Sono sempre più diffusi anche nel nostro Paese, gli Open Badge, ma ancora c’è poca chiarezza intorno al loro funzionamento e ai vantaggi che il loro utilizzo può portare: «Si tratta di digital credential, di un distintivo digitale all’interno del quale l’organizzazione dei dati è regolata da standard ben precisi, riconosciuti a livello internazionale» spiega Luigi Susanna di Reiss Romoli, che prosegue: «il vantaggio principale è che si tratta di un file .png, un’immagine quindi, che contiene dei dati al proprio interno: quando trasferisco l’immagine, trasferisco anche i dati, non li perdo come accade invece in un documento digitalizzato; ogni pezzo, inoltre, è unico e l’azienda ha la responsabilità dei dati e dei contenuti mentre la loro organizzazione viene certificata. L’Open Badge garantisce che quello che dichiaro è vero. È un attestato autoparlante che rimane nel tempo e che si arricchisce; non è un semplice certificato di fine corso: diventa un elemento di comunicazione, anche per l’azienda, che può così dimostrare la propria serietà».

Che tipo di dati si possono includere in un Open Badge?

«L’Open Badge consente di descrivere in maniera dettagliata diverse esperienze formative, inserendo una serie di dettagli che in un curriculum tradizionale non ci starebbero; non solo: posso inserire anche le microcompetenze e i corsi extracurriculari che ho seguito. Possiamo affermare che la “collezione” di tutti i miei Open Badge descrive il mio profilo in maniera migliore e più approfondita rispetto ai certificati tradizionali. D’altro canto, chi li rilascia deve essere in grado di descrivermi in maniera concreta: lo standard lascia lo spazio per la descrizione nel dettaglio dell’esperienza formativa, al contrario dei classici attestati».
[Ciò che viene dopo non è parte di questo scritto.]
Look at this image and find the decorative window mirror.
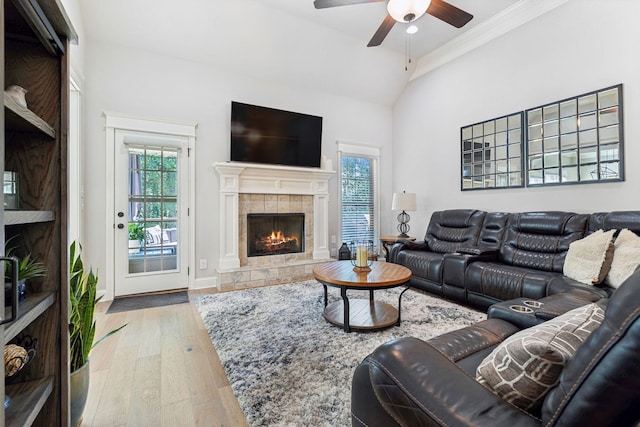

I dati all’interno degli Open Badge non sono a rischio di manomissione o di falsificazione?

«Assolutamente no! Non si tratta di documenti digitalizzati, che si possono modificare con Photoshop, per esempio; il badge è personale, inviolabile e non manipolabile, neanche da un esperto di informatica: deve chiedere “le chiavi” all’azienda che l’ha emesso e ogni tentativo di violazione viene sottoposto a un processo di verifica (lo stesso destinatario è crittografato) che può invalidare il badge stesso».

L’Open Badge può essere utile anche in chiave di engagement, per mantenere i talenti in azienda?

«Certamente! Può diventare un meccanismo di fidelizzazione: il fatto che l’azienda riconosca in modo esplicito ogni mia competenza, mi fa venire voglia di “collezionarle” tutte implementandole attraverso i processi formativi a mia disposizione».

In Italia è ancora uno strumento nuovo, sconosciuto ancora a molte aziende, è vero?

«In effetti l’Italia è uno dei Paesi in Europa con la diffusione più bassa di Open Badge, benché le piattaforme fossero disponibili già dal 2015-16. Sicuramente una delle cause è stata la politica di pricing, che prevedeva un entry point molto al di sopra della media europea: ora il prezzo è stato abbattuto e il trend è in crescita, ma bisogna coinvolgere aziende, università ed enti formatori. In Europa si calcola che ci siano circa due milioni e mezzo di Open Badge e tutti gli standard di digital credential –americano, europeo, etc. – stanno convergendo verso una versione comune, la 3.0, che sarà il nuovo standard, con un numero ancora maggiore di servizi e situazioni che si potranno descrivere e con modalità di verifica ancora più sofisticate. Sarà pronta per la primavera 2023».